A Victim Soul Must Have Compassion
Dom Hubert Van Zeller, OSB wrote about compassion in his reflections on the Stations of the Cross. Compassion relates well with the Fourth Station: Jesus meets His afflicted Mother.
A victim soul must have compassion. Compassion is a form of co-suffering, of suffering with the other, and the Other. It comes through personal effort, cooperation, and also by Divine Grace. One must ask for the gift of compassion. Love is necessary.
Compassion must exist interiorly before any genuine exterior acts of mercy can have legitimacy. "Compassion is...constant willingness to share in the suffering of others. It is yielding to another's cross as if it were one's own. It is making that other cross one's own" (Van Zeller, Approach to Calvary, pp. 35-36).
Outer signs or works of compassion prove that the virtue of compassion is there. They are not the virtue itself. The love of God must exist within in order for fruit of that love to grow and be given another. Love does not remain inoperative.

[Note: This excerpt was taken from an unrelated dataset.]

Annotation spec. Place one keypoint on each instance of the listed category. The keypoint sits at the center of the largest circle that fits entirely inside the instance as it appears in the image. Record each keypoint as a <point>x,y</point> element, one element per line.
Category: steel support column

Love operates from within to without.
The Virgin Mary expressed her interior love and compassion through suffering with her Son. Her suffering did not need to be outwardly expressed, although it was in her presence to Him. Jesus suffered with his mother, as she anguished in love at His suffering. They co-passionated. This is perfect love.
Perfect love assumes perfect compassion. "The presence of love assumes compassion just as the absence of love disproves it. The saints could enter sincerely into the trials of others not because they had themselves always experienced such trials but because they loved God. Their love of God made them see. They saw into the sufferings of others and immediately wanted to share the pain which they saw there" (ibid. pp. 36-7).
Love must have God as its primary focus and object or compassion is mere emotion. Our understanding of others' sufferings is a gift of the Holy Spirit (gift of understanding) and thus a necessary aspect of charity.
Mary's compassion may have been less visible and thus not viewed outwardly. She interiorized the suffering she bore; she pondered these things in her heart. Yet the compassion was supernaturalized as a virtue in love, with feeling more than what we feel due to the perfect compassion through her great love of Christ.
Idle compassion is worse than no compassion at all. We may see suffering all around; we may ponder it; but if we do nothing--not even ponder the suffering--we fall into a "negation of virtue which is a frustration of grace." When compassion is shut out and not allowed to be pondered and acted upon interiorly or exteriorly, it turns evil. This opens up to cynical indifference, tendency to blame, intolerance, and preoccupation with one's own difficulties to the exclusion of seeing the larger problems of individuals and peoples, in general.
True compassion follows the natural order of charity which begins with Christ's Passion. Meditate on His Passion first, then "the soul with Mary and the saints, volunteers companionship." This is love to suffer, suffer to love, at its root and pinnacle. Surrender to love, and the grace of compassionate co-suffering will be supplied.
We must bring compassion to Christ, and this means to bring compassion to the Body of Christ in all Her members, whether or not we think they deserve it. Wherever there are humans with souls, there is suffering that Christ needs us to tend as wounds to bind. This includes our own sufferings. All must be met through and in love. Ponder, pray, suffer with, and love.
There are other aspects embedded within meditation of the Stations of the Cross which are invaluable for the life of a victim soul. Cooperation. Generosity. Dealing with discouragement.
I will write on all these in greater detail. Today I am quite weary with suffering physically. Yes, I have offered the achiness to Jesus for His use for whatever souls out there, including my own.
The Masses thus far this morning have been beyond description in their mysterious truth, beauty, peace, love, and life. My comfortable existence in this earth realm is something I hope and pray not to take for granted. What physical pain and even spiritual pain that I am given is balanced by warmth, clothing, shelter, food and a good useless daily schedule of spiritual invigoration. The spiritual pain is assuaged by Masses. And prayer, spiritual reading, fellow pilgrims on the journey, and the Bread of Life and Love of the Most Holy Trinity, the angels and the saints, especially the Mother of all of us, Mary, Most Holy.
Off to noon Mass at the Cathedral. The Bishop is going to celebrate this Mass in commemoration of the year anniversary of the death of Pope John Paul II. I have saved my second reception of Eucharist of this day, for this Mass. May Jesus feed my body, mind, heart and spirit as He wills, through His Body and Blood. May my ears be unstopped and my eyes be openened, interiorly, through the Word and Sacrifice of the Altar, in the Mass.